Гостиница стояла пустой, когда подвернулись мы. И общинное вече Новгорода Златовратного постановило: для братских солдат и офицеров площадей не жалко.
Гостиница была детской, поэтому в каждом номере стояло по три кровати — чтобы детям было кого мазать ночью зубной пастой.
Кровати были узкими и короткими — нам, взрослым, по колено. Мы с Ходеманном и Покрасом предпочитали спать на полу, расстелив куцые полосатые матрасы.
Большой Муром казался совершенно безумным. Сарафаны и кокошники в витринах универмагов, роботы-коробейники продают орешки и сбитень, по улицам снуют машины, расписанные под хохлому… Впрочем, к безумию тоже можно привыкнуть.
Я, например, привык.
Я уже не переспрашивал, когда грудастая горничная Прасковья за глаза величала чернокожего лейтенанта Хиггинса «черным мурином».
Я послушно крестился на образа, которые имелись в каждой жилой комнате (в нашей тоже — картонные, в окладах из золоченой фольги).
Я знал, что «обаятельный» здесь означает «способный наводить порчу».
Я даже начал называть терро «деньгой», занавески на окнах — «гарденами», а перекресток — «росстанью», как это было принято здесь, среди людей, объятых по самую крышу ретроспективной эволюцией.
Поначалу я, правда, боялся, что скоро и сам надену косоворотку и начну лопотать на старорусский лад. Но потом бояться перестал. Какой смысл?
Ходеманна, судя по всему, беспокоили те же проблемы. Безумие. Пустота внутри. Неопределенность будущего.
— Шайсе, камрад Саша! Ждание есть наиболее плохой случай. От ждания делается плохо в голове. Мысли подлетают в небо. Как у нездоровых! Ненужно высоко подлетают! Прямо к Бог! Поэтому надо, как это вы, русские, говорить, — приземляться! — рассуждал Людгер.
— Куда приземляться?
— Не куда приземляться! Чем приземляться! — таинственно откликался он.
— И чем ты предлагаешь приземляться? — настороженно спрашивал я. Психов я навидался с начала года — мама не горюй!
— Чем? Пивом. Водкой. Или напитком, как в такой бутылке!
— А-а, ты хочешь сказать, что нужно заземляться? — с облегчением вздыхал я.
— Разницы нет! — бодро отвечал Людгер, прихлебывая тридцатипятиградусную брагу «Особая». — Станешь со мной заземляться, Саша? — И он подмигивал мне со своего матраса.
— Спиться можно с такими заземлениями, — бурчал в ответ я и отворачивался к стене.
С Ходеманном и Покрасом я не пил. Вот не пил из принципа! Задолбали меня все эти пораженческие разговоры.

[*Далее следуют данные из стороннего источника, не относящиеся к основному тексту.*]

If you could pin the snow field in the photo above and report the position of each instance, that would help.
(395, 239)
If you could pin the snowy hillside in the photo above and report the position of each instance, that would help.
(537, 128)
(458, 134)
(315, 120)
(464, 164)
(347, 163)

Про «серьезность положения», «дурдом этот муромский», а равно и экзистенциально-стратегические обобщения вроде «пока мы тут ваньку валяем, наши Москву небось сдают»…
И с другими обитателями «Трех медведей» я не пил тоже. Лень было в сотый раз пересказывать подробности своего героического «побега» и выслушивать в качестве алаверды высосанные из пальца подробности их лагерных подвигов.
Тем не менее по вечерам я приходил в наш номер 329 навеселе.
Дело в том, что каждое утро я отправлялся играть в шахматы с Тылтынем. За шахматами Тылтынь пил коньяк из бокала с тонкой, как у опенка, ножкой. Пить в одиночку Тылтыню не позволяла Кормчая. А отказывать адмиралу Кормчая не позволяла мне…
После визита к Тылтыню, который полюбил меня как родного сына (или, возможно, внука?), я шел на перекличку — она проводилась по армейским меркам беспрецедентно поздно, в полдень.